Air terang saja melimpah di sendang yang ini, bahkan di samping sendang
di bangunkan beberapa toilet umum. Dan juga banyak sekali pedagang nasi pecel musiman
yang sengaja berdagang keperluan makan saat musim pendakian seperti
bulan Suro kali ini. Berikutnya kita melingkari bawah puncak gunung
untuk sampai pada Hargo Dalem, sebuah petilasan Prabu Brawijaya ke V, dan sebuah makam sunan Lawu. Di wilayah Hargo Dalem
biasanya sangat ramai sekali, mengingat di daerah ini banyak sekali
rumah rumahan yang di buat para pedagang musiman, dan memang di bikinkan
rerumahan namanya Kandang Jaran atau Gedogan untuk
para peziarah di petilasan Prabu Brawijaya ke V, dan sebuah makam sunan
Lawu. Nah pada pagi harinya barulah kita akan melanjutkan perjalanan
untuk mencapai puncak Gunung Lawu , Hargo Dumilah dengan ketinggian 3165 meter di atas permukaan laut.
Di puncaknya di bangun tugu trianggulasi, dan banyak sekali sesembahan
berupa dupa, kembang dan beberapa makanan, ntah untuk siapa.
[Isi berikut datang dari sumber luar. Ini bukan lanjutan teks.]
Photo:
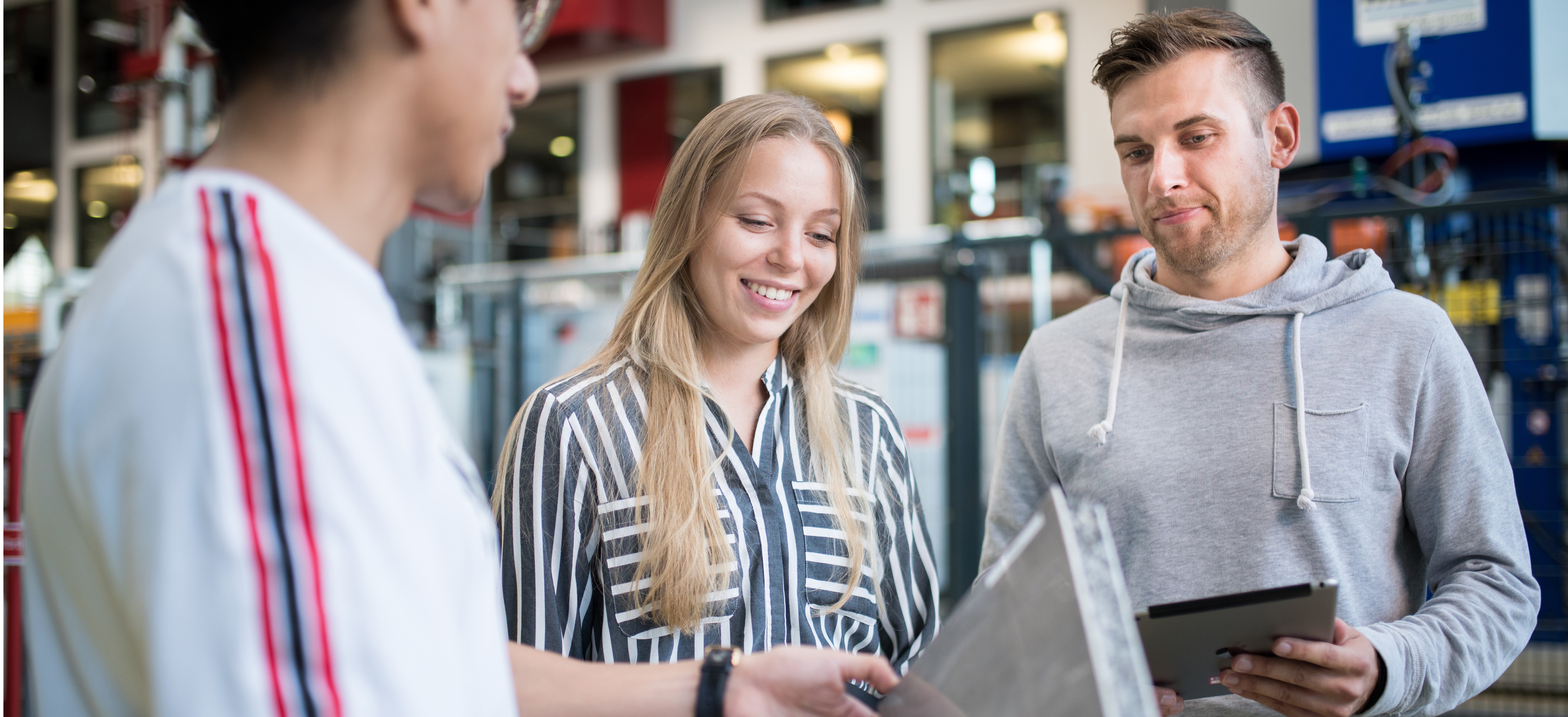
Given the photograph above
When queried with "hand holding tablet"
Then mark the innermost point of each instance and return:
(1282, 649)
Dari puncak
ini kita bisa melihat ke arah timur yaitu gunung Wilis, dan jika saja cuaca lagi bagus bagusnya kita bisamenyaksikan ke agungan gunung Semeru, Gunung Arjuno. Jika melihat ke arah barat bisa di lihat gunung Merapi dan gunung Merbabu.
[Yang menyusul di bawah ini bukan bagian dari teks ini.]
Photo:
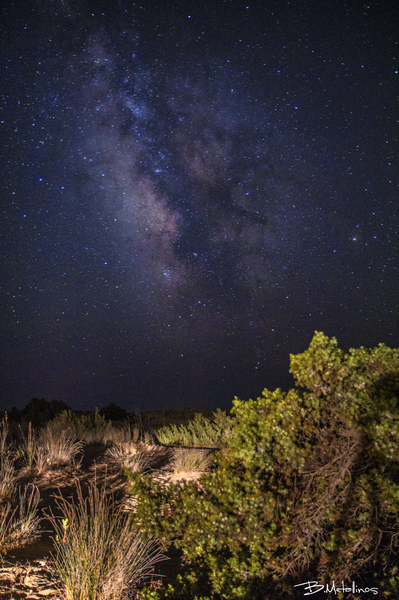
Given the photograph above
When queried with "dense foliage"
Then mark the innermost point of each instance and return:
(308, 488)
(199, 432)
Jalur Cemoro kandang. Dan bagi anda yang ingin mendaki dari Jawa Tengah dan Jogja. Bisa menaiki bus dari terminal Solo, melewati Palur dan Karanganyar, dan bus berakhir di Tawangmangu
(terkenal dengan gerojokan sewu nya) Dari Tawangmangu berganti
kendaraan pickup bertutup, atau naik L300, untuk menuju ke Cemoro
Kandang. Dalam perjalan mata kita selaui manatap hamparan sesawahan
kobis, wortel dan kentang, dipinggir pinggir jalanya pun ada beberapa
warga yang mencuci hasil panen di saluran air pinggir jalan. Sesampainya
di Cemoro kandang biasanya kita terlebih dahulu beristirahat sejenak,
minum kopi ataupun hanya sekedar mengobrol saja. Karena di Cemoro
Kandang terdapat lebih banya warung dari pada di Cemoro Sewu. Sepanjang
jalur dari Cemoro Kandang menuju puncak jalur tidak ngetrek, namun
cenderung melingkar dan menyusuri lereng bukit (kalo cmr sw melalui
punggung bukit) hingga pos 2 bau dari belerang sangat menyengat,
tumbuhan dari pos 1 hingga pos 4 adalah tanaman lamtoro gunung, pinus
dan pakis, di selingi tanaman perdu gunung. Hingga memasuki Jurang Pangariparip jalan
selalu menyusuri lereng, namun jika anada tak ingin berjalan melingkar
anda bisa langsung melewati jalan sidatan, ngetrek dan kalo turun hujan
jalur ini akan di lewati air bah pegunungan. Ssampai pada pos 4 nanti
tumbuhan sudahmulai jarang, dan di gantikan rerumputan gunung,
Cokrosrengenge lebih luas melalui jalur ini, hamparan rumput menghampar
hingga nanti bertemu dengan jalur dari Cemoro Sewu, di daerah
HargoDalem, Anda akan memasuki daerah pasar Dieng, yaitu hamparan
padang edelweis di selinggi bebatuan yang tertata rapi, menurut mitos
pasar Dieng adalah pasarnya Setan. Jika melihat ke arah utara yaitu Sisi
Pasar Dieng mata kita pasti akan tertuju pada sebuah
bukit yang memiliki menara BTS, yaitu bukit Hargo Kahyangan. Melaui sisi
sebelah timur bukit HargoKahyangan inilah kita bisa melewati jalur pendakian dari sisi Utara (Ngawi).